The coastline of Australia, particularly the tropics, holds some perils for the unwary. Box jellyfish or sea wasp (Chironex fleckeri), bluebottles, stonefish, stingrays, blue ringed octopus and cone snails are just some of the ‘nasties’ to watch out for whilst in the water.
Box jellyfish or sea wasp
These creatures are found in tropical Australian waters and stings from box jellyfish can be fatal. First aid for stings includes the following:
- Domestic vinegar should be poured liberally over any adhering tentacles to inactivate the stinging cells (nematocysts) as soon as possible. Flood the area with vinegar for at least 30 seconds.
- If vinegar is not available, wash the area well using sea water (not fresh water) and pick off tentacles (this is not harmful to the rescuer).
- Dial 000 for an ambulance and seek help from a lifeguard.
- Make sure patient does NOT move.
- A cold pack or ice in a sealed, dry plastic bag may help relieve pain.
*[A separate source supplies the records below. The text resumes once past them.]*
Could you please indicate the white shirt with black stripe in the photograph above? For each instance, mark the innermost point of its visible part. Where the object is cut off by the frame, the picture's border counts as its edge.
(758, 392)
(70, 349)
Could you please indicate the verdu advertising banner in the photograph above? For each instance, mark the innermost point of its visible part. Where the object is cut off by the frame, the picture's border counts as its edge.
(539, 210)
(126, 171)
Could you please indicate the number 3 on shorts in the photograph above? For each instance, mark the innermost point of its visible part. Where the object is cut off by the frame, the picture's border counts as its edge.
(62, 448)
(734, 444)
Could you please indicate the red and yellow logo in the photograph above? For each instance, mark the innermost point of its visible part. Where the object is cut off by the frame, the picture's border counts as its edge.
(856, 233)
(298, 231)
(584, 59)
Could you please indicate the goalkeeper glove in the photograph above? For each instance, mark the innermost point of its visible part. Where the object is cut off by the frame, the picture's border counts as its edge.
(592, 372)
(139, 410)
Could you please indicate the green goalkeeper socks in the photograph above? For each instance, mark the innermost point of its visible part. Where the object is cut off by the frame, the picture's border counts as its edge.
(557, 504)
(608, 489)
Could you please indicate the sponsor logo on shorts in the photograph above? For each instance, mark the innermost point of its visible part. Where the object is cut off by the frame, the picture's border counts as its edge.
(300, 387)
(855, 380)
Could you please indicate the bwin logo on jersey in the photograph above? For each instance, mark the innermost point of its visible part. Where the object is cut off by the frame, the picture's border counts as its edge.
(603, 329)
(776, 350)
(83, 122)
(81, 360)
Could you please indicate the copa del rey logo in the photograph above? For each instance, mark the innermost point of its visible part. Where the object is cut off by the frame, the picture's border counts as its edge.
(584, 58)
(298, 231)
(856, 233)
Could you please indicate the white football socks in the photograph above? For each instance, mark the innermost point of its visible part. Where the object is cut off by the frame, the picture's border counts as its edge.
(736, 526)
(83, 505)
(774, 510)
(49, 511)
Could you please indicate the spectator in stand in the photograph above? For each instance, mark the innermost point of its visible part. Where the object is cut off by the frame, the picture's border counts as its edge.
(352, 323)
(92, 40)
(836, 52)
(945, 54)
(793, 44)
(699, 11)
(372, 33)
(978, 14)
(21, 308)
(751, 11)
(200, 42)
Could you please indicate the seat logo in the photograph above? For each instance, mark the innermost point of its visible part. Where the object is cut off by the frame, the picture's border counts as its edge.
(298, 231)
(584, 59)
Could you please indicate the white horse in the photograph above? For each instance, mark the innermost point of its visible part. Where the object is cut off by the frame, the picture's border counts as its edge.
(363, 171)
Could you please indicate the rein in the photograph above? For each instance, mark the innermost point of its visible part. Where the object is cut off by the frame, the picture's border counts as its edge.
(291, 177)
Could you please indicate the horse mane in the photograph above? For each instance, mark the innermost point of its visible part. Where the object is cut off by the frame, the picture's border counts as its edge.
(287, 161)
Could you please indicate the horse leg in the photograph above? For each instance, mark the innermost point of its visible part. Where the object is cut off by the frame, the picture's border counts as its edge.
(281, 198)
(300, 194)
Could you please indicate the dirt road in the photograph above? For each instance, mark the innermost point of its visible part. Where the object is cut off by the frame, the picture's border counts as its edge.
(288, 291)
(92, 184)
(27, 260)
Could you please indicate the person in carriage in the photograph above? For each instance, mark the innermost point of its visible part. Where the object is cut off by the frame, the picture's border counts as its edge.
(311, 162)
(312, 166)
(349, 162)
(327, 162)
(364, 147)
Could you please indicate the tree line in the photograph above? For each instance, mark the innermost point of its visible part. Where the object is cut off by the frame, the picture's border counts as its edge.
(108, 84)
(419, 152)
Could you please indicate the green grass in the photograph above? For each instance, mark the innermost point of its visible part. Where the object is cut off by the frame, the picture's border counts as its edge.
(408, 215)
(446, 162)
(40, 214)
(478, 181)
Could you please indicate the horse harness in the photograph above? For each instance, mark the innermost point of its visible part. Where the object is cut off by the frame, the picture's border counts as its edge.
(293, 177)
Take care not to get fresh water on the area as it could activate further stinging cells.
- Artificial respiration and cardiac massage (cardiopulmonary resuscitation – CPR) may be required.
- There is antivenom is available, and is recommended for all but minor stings.
Note: The use of vinegar for jellyfish stings is to prevent the firing of undischarged stinging cells and the injection of more venom. Vinegar will not decrease pain or lessen the effects of the venom.
Never try to substitute methylated spirits or alcohol, which will cause the nematocysts to discharge and worsen the sting.
Signs and symptoms of box jellyfish or sea wasp sting
Immediate, excruciating pain. Whip-like sting marks on the skin – redness and swelling.
Also nausea, vomiting, sweating, restlessness, headache and collapse. May stop breathing and go into cardiac arrest within a few minutes of being stung.
Bluebottle or Portuguese man o’war
Although painful, bluebottle stings do not usually cause any lasting damage. First aid for bluebottle stings consists of the following.
- Vinegar is NOT recommended.
- Remove any tentacles with tweezers, forceps or fingers (this is not dangerous to the rescuer; you may experience a harmless prickling feeling).
- DO NOT rub the area.
- DO NOT wash off with fresh water — use sea water.
- Immerse the affected area in hot water (no hotter than the rescuer can comfortably tolerate) for 20 minutes to relieve pain.
- If pain is not relieved by heat, or hot water is not available, stings may respond to ice packs or anaesthetic creams or lotions.
- For persistent or generalised pain, or if the sting area is large or involves sensitive areas, call an ambulance and seek assistance from a lifeguard if available.
Irukandji syndrome can develop in about 30 minutes after being stung by some small and medium-sized jellyfish. It can be fatal. First aid for Irukandji syndrome includes the following.
- Call for medical assistance, either via a lifeguard or dial 000 for an ambulance.
- Liberally douse the stung area with vinegar.
- The person must be taken to hospital for pain relief and treatment of symptoms.
Signs and symptoms of Irukandji syndrome
- If you’re lucky, the sting may be mild or not painful, this may be because the jellyfish may be too small.
- Symptoms include severe low back pain, generalised cramping pain, vomiting, sweating, difficulty breathing, restlessness and anxiety.
- Dangerously high blood pressure may develop.